The California Consumer Privacy Act, also known as CCPA, is designed to curb what companies can do with the information users provide them. The law, which goes into effect on Jan. 1, comes as concerns about privacy grow after a steady stream of scandals. A similar European law, called the General Data Protection Regulation, took effect last year.
While social media companies are still interpreting California’s legislation, they say Europe’s law has already forced them to put in place many privacy guardrails, including the right to access and delete personal data. Facebook expanded tools so users could access, download or delete their information.
CCPA could still impact the amount of data social media companies can collect about you, particularly from third parties like websites or apps. “The debate will inevitably increase the requirements and the burden on the social media companies as well,” said Omer Tene, vice president and chief knowledge officer at the International Association of Privacy Professionals.
The passage of CCPA has fueled debate about new privacy laws and other states have already considered similar legislation.

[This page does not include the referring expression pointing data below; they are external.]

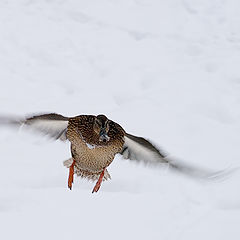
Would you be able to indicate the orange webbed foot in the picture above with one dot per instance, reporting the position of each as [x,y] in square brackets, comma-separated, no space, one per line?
[98,184]
[70,176]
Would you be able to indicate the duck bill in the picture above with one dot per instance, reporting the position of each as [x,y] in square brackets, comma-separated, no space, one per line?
[103,136]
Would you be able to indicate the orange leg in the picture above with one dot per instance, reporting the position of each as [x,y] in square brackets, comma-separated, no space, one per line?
[98,184]
[70,176]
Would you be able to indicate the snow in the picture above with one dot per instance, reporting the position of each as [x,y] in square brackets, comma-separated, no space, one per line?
[165,70]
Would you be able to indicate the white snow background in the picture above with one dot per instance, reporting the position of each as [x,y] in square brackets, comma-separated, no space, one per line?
[165,70]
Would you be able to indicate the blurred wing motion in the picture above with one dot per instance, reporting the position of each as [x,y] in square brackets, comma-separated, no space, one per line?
[141,150]
[52,124]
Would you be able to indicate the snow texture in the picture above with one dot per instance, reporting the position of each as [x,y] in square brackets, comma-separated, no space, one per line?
[164,70]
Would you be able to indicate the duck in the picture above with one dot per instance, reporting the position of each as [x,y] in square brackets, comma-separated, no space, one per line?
[95,140]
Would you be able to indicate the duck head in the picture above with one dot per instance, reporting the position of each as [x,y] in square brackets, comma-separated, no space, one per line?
[101,127]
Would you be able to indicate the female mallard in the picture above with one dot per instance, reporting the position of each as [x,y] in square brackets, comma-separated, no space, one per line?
[95,140]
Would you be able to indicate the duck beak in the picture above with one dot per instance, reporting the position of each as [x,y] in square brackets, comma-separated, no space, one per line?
[103,136]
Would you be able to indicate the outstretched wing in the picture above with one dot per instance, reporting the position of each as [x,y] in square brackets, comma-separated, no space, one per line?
[141,150]
[52,124]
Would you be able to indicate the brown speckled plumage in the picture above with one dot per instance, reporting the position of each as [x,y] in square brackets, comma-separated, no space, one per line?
[91,160]
[95,140]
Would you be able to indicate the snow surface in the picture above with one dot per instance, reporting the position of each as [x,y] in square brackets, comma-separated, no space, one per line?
[166,70]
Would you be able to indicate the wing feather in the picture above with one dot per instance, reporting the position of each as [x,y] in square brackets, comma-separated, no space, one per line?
[52,124]
[141,150]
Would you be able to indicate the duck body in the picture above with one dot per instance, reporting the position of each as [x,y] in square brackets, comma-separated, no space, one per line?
[95,140]
[91,155]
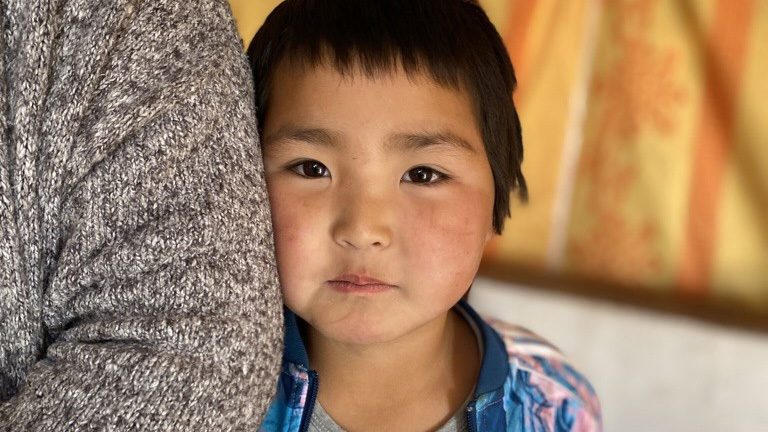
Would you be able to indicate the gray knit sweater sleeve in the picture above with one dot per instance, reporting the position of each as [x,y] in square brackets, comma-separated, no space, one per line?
[138,289]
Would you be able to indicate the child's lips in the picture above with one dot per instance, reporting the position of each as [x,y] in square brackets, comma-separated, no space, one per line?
[355,283]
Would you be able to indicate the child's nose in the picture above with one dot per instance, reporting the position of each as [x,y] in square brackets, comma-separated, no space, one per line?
[363,221]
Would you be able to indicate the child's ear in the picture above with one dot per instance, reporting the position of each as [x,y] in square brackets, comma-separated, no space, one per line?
[490,234]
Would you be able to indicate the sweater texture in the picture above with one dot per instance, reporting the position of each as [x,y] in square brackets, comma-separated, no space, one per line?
[138,288]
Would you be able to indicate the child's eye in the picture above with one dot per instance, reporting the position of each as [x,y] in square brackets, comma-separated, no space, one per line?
[423,175]
[310,169]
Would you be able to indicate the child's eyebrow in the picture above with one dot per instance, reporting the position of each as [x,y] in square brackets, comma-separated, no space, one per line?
[417,141]
[319,136]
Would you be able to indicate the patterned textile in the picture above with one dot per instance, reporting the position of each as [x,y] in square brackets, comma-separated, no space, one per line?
[524,385]
[644,143]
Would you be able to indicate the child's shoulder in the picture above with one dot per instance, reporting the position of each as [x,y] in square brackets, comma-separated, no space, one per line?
[539,368]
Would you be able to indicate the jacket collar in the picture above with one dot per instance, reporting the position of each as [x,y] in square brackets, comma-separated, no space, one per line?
[493,369]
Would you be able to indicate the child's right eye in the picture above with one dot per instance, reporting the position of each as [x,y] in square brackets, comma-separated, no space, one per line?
[310,169]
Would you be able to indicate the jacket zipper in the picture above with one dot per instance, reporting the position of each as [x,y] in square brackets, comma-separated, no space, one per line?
[471,416]
[309,404]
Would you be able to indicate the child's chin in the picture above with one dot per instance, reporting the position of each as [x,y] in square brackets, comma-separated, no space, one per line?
[360,334]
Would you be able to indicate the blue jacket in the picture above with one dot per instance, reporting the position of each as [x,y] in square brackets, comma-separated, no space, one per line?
[524,384]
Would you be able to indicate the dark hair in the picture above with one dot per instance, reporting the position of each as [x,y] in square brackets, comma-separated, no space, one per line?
[452,41]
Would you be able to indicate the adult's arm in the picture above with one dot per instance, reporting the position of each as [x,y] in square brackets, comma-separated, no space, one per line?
[159,296]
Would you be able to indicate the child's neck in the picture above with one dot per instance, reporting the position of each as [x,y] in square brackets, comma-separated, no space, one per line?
[413,383]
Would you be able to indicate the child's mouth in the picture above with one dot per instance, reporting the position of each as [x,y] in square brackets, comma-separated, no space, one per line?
[361,284]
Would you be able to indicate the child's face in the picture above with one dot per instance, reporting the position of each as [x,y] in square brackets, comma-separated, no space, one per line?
[383,178]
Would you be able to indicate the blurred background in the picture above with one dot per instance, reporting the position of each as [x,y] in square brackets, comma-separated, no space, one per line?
[643,252]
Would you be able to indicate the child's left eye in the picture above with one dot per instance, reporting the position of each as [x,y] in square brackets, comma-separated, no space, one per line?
[423,175]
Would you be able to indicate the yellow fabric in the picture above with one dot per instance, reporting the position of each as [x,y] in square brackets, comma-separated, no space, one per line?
[645,137]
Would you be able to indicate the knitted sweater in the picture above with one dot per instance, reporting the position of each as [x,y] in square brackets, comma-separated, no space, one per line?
[138,289]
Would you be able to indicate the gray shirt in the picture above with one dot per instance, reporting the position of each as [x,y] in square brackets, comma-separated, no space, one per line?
[138,288]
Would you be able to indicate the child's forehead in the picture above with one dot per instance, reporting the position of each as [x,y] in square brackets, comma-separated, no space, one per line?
[355,67]
[320,98]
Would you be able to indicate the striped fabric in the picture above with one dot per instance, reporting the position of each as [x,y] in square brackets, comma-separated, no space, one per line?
[645,142]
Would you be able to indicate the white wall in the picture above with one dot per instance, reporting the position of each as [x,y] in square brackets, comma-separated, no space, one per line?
[652,371]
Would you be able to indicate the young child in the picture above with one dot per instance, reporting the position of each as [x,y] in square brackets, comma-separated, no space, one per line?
[391,144]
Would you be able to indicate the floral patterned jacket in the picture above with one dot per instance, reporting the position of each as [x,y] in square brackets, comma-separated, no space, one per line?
[524,385]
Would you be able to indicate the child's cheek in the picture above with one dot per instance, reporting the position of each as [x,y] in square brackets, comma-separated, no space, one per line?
[445,241]
[293,232]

Nevada and Maine have already passed privacy laws. In November, Democrats introduced federal online privacy legislation in the Senate designed to give US consumers more control over their data.
If you’re a California resident, you’ll have the right to know what personal information businesses collect, use, share or sell, and you’ll be able to delete it. You’ll also be able to tell a business to stop selling your personal information. The law applies to businesses with gross annual revenue of more than $25 million.